BRC was established in 1982 as the Grahamstown Rural Committee. In the early 1990s the organisation relocated its main office from Grahamstown to East London, and was renamed Border Rural Committee.
The history of BRC has been an eventful one, and many successes have been registered along the way. There are four relatively distinct periods in the organisation’s history. These are summarised as follows:
- The early 1980s: BRC (then known as GRC) assisted communities to resist apartheid-era forced removals.
- The late 1980s: BRC played a lead role in a national campaign to end forced incorporation into bantustans. In 1989 the South African government gave in to the pressure and offered the Peelton people land in South Africa. This was one of the great rural victories of the 1980s.

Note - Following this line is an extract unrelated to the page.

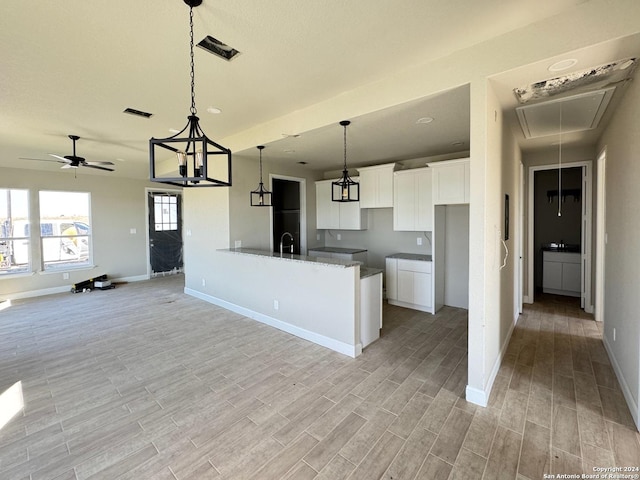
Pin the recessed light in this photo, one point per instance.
(562, 65)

- The early to mid 1990s: After the end of apartheid, BRC mobilized rural communities to participate in policy discussions and processes, dealing with issues ranging from redistribution and the constitutional approach to property, to rural development and local government. In the mid 1990s most of BRC’s energy in recent years has gone into implementa¬tion processes of one kind or another. However, most of these experiences exposed the limitations of government policy.

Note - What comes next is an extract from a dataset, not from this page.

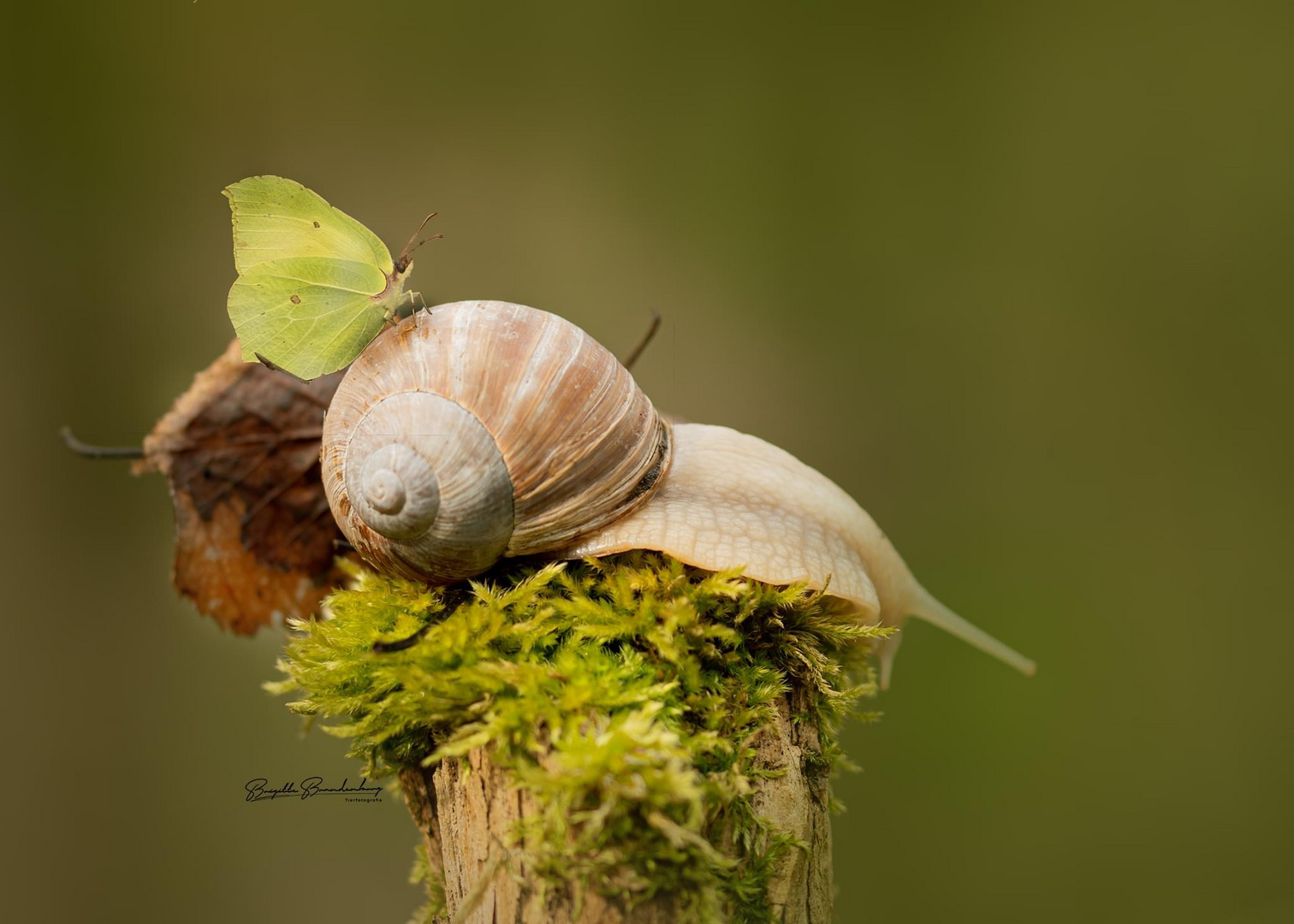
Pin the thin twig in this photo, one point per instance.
(642, 345)
(90, 452)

- Late 1990s to date: Because of this experience, BRC sought to identify further opportunities for advocacy work. BRC’s work in the area of ‘betterment and restitution’ is undoubtedly the highlight during this time. Milestones achieved to date in this regard have included settle¬ment of the precedent-setting Cata claim in October 2000, and the settlement of betterment claims in all other communal villages in the Keiskammahoek area in June 2002. The victory with respect to the province-wide Vulamasango Singene cam¬paign is another highlight. We anticipate that this will lead to a massive replication of the development process that has been piloted in Cata.
To sum up, BRC is an organisation that has already made an indelible mark on not only the rural areas of the Border region of the Eastern Cape, but indeed on the rural areas of South Africa.